WASHINGTON — New figures show nearly 2,000 Kentuckians died from a drug overdose last year, a decline of nearly 10% from the year before. 


What You Need To Know

  • Overdose deaths in Kentucky declined by 10% in 2023

  • Gov. Andy Beshear, D-Ky., said he’s encouraged by the decrease but concerned about a 5% increase in deaths among Black Kentuckians

  • The Kentucky Harm Reduction Coalition has partnered with Omni Resource Services to hire more than a dozen Black residents to hand out naloxone and fentanyl test strips

  • The goal is to empower others to step in and save someone else

Gov. Andy Beshear, D-Ky., said he’s encouraged by the decrease but concerned by a contrasting trend. That's a 5% increase in deaths among Black Kentuckians.

“That was down from a 22% jump in 2022, meaning that the increase is lessening and lessening, significantly,” Beshear said last month. “But it does say that we have to continue to act intentionally, that we have to refuse to say any increase is OK and instead ensure that every demographic, every single one of any kind in Kentucky, sees the type of success that we’re talking about in our overall numbers.”

Shreeta Waldon, Kentucky Harm Reduction Coalition executive director, said she was speaking at an event in Louisville last week when she saw a Black man in the audience who appeared to need help.

She administered the overdose-reversing drug naloxone, available in her organization’s free, public vending machine.

“It was such a gratitude and humbling moment, seeing a person who looked like me, a person that's only maybe a few years older or younger than me, who doesn't fit the bill of what we have seen come to our syringe service programs all the time actually get help and be able to turn around and say, ‘Thank you all for saving my life,’” Waldon said.

It was a moment that underscored the importance of their work and the challenges laid out in the state report.

She said the Kentucky Harm Reduction Coalition partnered with Omni Resource Services over the weekend to hire more than a dozen Black residents to hand out naloxone and fentanyl test strips.

“We are really targeting some of our communities where a lot more of our Black and Indigenous and communities of color live, so we're talking about the West End of Louisville,” Waldon said. “We're talking about Russell.
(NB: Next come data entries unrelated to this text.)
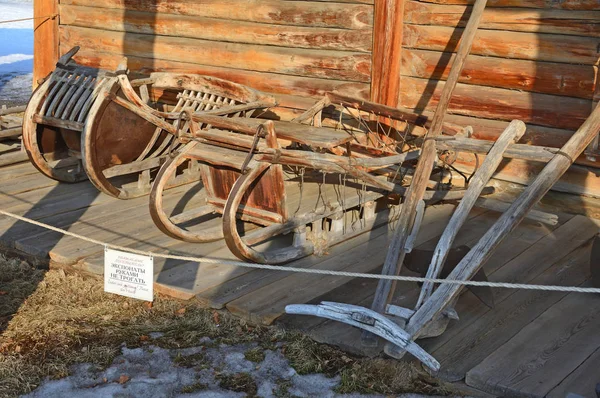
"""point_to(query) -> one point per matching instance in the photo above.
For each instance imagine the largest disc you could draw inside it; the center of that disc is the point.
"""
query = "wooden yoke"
(395, 256)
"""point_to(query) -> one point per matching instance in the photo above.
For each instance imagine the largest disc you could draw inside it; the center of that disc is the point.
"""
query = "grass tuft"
(191, 388)
(256, 355)
(238, 382)
(52, 320)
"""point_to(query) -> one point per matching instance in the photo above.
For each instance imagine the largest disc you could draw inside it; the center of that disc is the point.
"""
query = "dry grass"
(52, 320)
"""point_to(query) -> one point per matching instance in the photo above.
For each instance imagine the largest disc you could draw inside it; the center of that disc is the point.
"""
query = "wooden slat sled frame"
(112, 129)
(338, 135)
(430, 316)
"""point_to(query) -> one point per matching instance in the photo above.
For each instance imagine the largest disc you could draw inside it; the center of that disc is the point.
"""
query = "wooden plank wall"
(292, 48)
(534, 60)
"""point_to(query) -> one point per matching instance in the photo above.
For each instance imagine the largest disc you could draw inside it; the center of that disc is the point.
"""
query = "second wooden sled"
(85, 122)
(305, 185)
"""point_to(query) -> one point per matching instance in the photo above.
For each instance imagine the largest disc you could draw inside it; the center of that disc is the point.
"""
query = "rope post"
(45, 38)
(208, 260)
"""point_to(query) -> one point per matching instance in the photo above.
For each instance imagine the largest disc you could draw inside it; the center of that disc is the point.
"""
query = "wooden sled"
(88, 122)
(434, 307)
(55, 117)
(336, 171)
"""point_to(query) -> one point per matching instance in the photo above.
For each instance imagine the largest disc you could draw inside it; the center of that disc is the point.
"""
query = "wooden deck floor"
(531, 344)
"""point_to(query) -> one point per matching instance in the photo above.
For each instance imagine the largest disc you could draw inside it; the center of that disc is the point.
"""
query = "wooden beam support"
(45, 38)
(486, 246)
(387, 46)
(395, 256)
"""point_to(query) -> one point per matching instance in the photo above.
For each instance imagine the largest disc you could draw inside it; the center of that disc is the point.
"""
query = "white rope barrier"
(208, 260)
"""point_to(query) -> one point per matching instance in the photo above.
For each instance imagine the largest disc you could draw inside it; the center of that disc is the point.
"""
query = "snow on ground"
(10, 10)
(16, 52)
(190, 372)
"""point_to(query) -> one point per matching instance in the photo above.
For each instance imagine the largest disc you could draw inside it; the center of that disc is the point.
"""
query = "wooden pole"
(387, 47)
(395, 255)
(512, 134)
(45, 38)
(486, 246)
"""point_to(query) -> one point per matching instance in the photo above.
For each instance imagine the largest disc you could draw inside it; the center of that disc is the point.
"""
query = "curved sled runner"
(334, 172)
(88, 122)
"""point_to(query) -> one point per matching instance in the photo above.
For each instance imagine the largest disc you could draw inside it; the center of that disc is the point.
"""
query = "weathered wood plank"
(490, 102)
(577, 180)
(216, 29)
(304, 62)
(45, 38)
(578, 23)
(488, 129)
(582, 381)
(492, 330)
(264, 305)
(551, 4)
(540, 77)
(268, 82)
(518, 45)
(387, 48)
(469, 307)
(512, 134)
(544, 352)
(300, 13)
(509, 220)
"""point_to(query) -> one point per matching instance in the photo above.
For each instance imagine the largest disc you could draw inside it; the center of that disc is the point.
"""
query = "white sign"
(128, 274)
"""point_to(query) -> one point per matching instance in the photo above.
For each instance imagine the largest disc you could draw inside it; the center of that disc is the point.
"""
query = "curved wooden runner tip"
(368, 320)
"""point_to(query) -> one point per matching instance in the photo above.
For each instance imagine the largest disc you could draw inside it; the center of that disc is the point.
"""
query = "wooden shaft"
(395, 255)
(514, 151)
(513, 133)
(486, 246)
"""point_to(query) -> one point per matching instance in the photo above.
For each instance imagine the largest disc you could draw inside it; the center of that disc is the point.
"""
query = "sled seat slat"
(307, 135)
(56, 122)
(218, 156)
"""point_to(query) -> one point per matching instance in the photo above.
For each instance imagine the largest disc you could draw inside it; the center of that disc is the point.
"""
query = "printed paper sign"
(128, 274)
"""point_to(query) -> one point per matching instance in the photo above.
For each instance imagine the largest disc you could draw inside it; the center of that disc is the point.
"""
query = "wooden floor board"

We're talking about Chickasaw, California neighborhood, Shively.”

The goal is to empower others to step in and save someone else.

“Not another life,” Waldon said. “One life is too many. Not another life.”

According to the Kentucky Drug Overdose Fatality Report, fentanyl accounted for nearly 80% of overdose deaths in 2023 and those between 35 and 44 years old had the highest number of deaths.